Issue four | A traditional Labour Budget: at what cost? 

Authors

  • Rt Hon Jonathan Ashworth, UK Chairman, Public Affairs, Weber Shandwick  

Published

By Rt Hon Jonathan Ashworth, UK Chairman of Public Affairs at Weber Shandwick  

The accidental release of the OBR’s Budget assessment – half an hour before the Chancellor addressed Parliament – was a gift to headline writers already feasting on weeks of chaotic briefings and leaks. For Rachel Reeves, whose frustration with the OBR was already evident, the anger was unmistakable. It was hardly the ideal prelude to a Budget in which she needed to perform a high-wire act.

 

Reeves had three audiences: the markets, who needed confidence she could grip borrowing and tame inflation; voters, who expected action on the cost-of-living pressures they face daily; and Labour MPs, who wanted reassurance of a distinctly Labour agenda.

 

After several difficult months, No. 11 believes it managed to satisfy all three – whatever the morning newspapers say. The question is: at what cost?

 

The giveaways

 

Freezing rail fares and prescription charges, taking £150 off energy bills, extending the fuel duty freeze and launching a new “Fuel Finder” tool to help reduce what motorists pay at the pump is viewed by the government as a package to help cut next year’s inflation forecast by 0.4 percentage points – the largest near-term reduction attributed to government policy the OBR has ever projected.

 

Keir Starmer promised a “Labour Budget based on Labour values,” and now we know what that meant: scrapping the two-child limit, lifting 450,000 children out of poverty; raising the National Living Wage by 4.7% to £12.71; and increasing the minimum wage for under-21s by 8.5% to £10.85.

 

 

The trade-off: higher taxes

 

Faced with missing her fiscal rules and losing the confidence of the markets, the Chancellor had only two options: cut spending or tax more. She chose tax rises, despite her 2024 campaign promises not to increase the burden on working people, unveiling £26bn of additional revenue measures. The result is an all time high for the tax burden – 38 per cent of GDP by the end of the parliament.

 

Labour MPs on the airways insisted the party has kept its income tax promise.
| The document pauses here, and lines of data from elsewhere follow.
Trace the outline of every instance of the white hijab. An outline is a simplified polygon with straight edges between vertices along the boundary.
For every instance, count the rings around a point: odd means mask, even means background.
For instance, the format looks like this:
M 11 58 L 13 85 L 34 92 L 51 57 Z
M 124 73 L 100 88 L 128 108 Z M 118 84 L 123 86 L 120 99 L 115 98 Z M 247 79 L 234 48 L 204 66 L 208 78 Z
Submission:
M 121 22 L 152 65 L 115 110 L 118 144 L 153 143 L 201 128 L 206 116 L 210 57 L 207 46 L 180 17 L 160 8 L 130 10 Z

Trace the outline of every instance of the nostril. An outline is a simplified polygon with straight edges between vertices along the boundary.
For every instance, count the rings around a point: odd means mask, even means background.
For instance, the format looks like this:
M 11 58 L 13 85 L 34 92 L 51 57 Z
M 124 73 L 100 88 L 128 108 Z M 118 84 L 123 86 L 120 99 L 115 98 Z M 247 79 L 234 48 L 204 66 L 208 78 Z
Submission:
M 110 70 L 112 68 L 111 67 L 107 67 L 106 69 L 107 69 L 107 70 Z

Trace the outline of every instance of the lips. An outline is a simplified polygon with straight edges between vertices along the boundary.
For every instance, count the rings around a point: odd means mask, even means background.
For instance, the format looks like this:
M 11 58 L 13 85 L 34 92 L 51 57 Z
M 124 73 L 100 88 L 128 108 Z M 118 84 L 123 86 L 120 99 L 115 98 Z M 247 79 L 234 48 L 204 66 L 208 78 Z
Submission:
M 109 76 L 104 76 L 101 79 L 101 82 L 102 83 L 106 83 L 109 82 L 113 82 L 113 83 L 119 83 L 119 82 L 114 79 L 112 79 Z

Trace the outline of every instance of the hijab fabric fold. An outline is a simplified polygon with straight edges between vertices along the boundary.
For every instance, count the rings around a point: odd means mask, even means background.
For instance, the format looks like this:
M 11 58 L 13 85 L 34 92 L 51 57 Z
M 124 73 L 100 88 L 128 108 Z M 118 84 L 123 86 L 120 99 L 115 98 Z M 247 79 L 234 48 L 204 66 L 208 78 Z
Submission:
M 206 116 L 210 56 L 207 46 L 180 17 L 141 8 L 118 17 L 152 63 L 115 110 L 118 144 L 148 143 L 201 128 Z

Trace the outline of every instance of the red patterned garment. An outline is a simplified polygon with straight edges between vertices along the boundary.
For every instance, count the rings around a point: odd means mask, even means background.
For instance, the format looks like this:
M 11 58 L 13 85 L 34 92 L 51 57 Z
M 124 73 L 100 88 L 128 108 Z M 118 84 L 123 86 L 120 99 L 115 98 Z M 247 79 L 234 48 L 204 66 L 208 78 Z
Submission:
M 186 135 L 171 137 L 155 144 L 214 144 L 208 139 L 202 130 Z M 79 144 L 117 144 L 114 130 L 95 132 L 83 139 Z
However, extending Rishi Sunak’s freeze on income tax thresholds until 2031 pulls 940,000 more people into the 40% rate and drags another 780,000 into basic-rate, including pensioners reliant solely on the state pension, (which again rises generously under the triple lock).

 

The Chancellor also drew widely from the tax “smorgasbord”: higher gambling levies, increased taxes on landlords and dividends, a mansion-tax-style surcharge on £2m+ properties, a 3p-per-mile duty on EVs, closing the TOMS VAT exemption for private hire taxi services.

 

Salary sacrifice schemes for pension saving were curtailed, leaving employers and employees with higher National Insurance bills – raising £4.7bn for the Exchequer but likely reducing pension saving and therefore long-term investment. At the same time the tax-free allowance on cash ISAs is also restricted to encourage more investment through stocks and shares ISAs.

 

Political response

 

The response from Kemi Badenoch was excoriating, attacking a budget that puts “tax up and welfare up”. Nigel Farage called it “an assault on aspiration and savings.” Labour’s strategists, however, believe they have drawn a defining line for the next election: investment and affordability under Labour versus spending cuts and tax breaks for the wealthy under the Conservatives and Reform.

 

Markets, business and growth

 

For now, the package has reassured investors despite borrowing remaining higher for the next three years, falling only from 2029–30. Nonetheless, gilt markets held steady and 10-year borrowing costs edged down. However, with many tax rises scheduled for late in the Parliament or after 2029, credibility questions may resurface.

 

Reeves promised the most pro-business government in history. However, after last year’s bruising NICs rise, was there much for business to welcome?

 

The Youth Guarantee (a guaranteed six-month work placement) and full funding for SME apprenticeships for under-25s will be welcomed. Construction benefits from the decision not to converge Landfill Tax rates. Retail sees a mixed picture: a cut to retail business rates offset by a higher rate on properties valued at £500,000 or higher. Scrapping the de minimis loophole will level the playing field but its delay until 2029 will be met with frustration, although consumers may be pleased.

 

The wider outlook

 

Economic growth remains subdued, averaging just 1.5% in the coming years – below previous forecasts. Much now depends on a recovery in growth to avoid harsher decisions as the 2029 election approaches.

 

After a very rocky few months, the Prime Minister however feels the Budget allows him to get back on the front foot politically.

 

Addressing Labour MPs on Wednesday night, Keir Starmer said he entered politics to deliver a budget like this. It is unmistakably a traditional Labour package – and the political dividing lines are now clearer than at any point since the election.

 

Former Labour MP for Leicester South, Jonathan was a long-standing senior member of Keir Starmer’s shadow cabinet and played a central role in the Party’s 2024 general election campaign.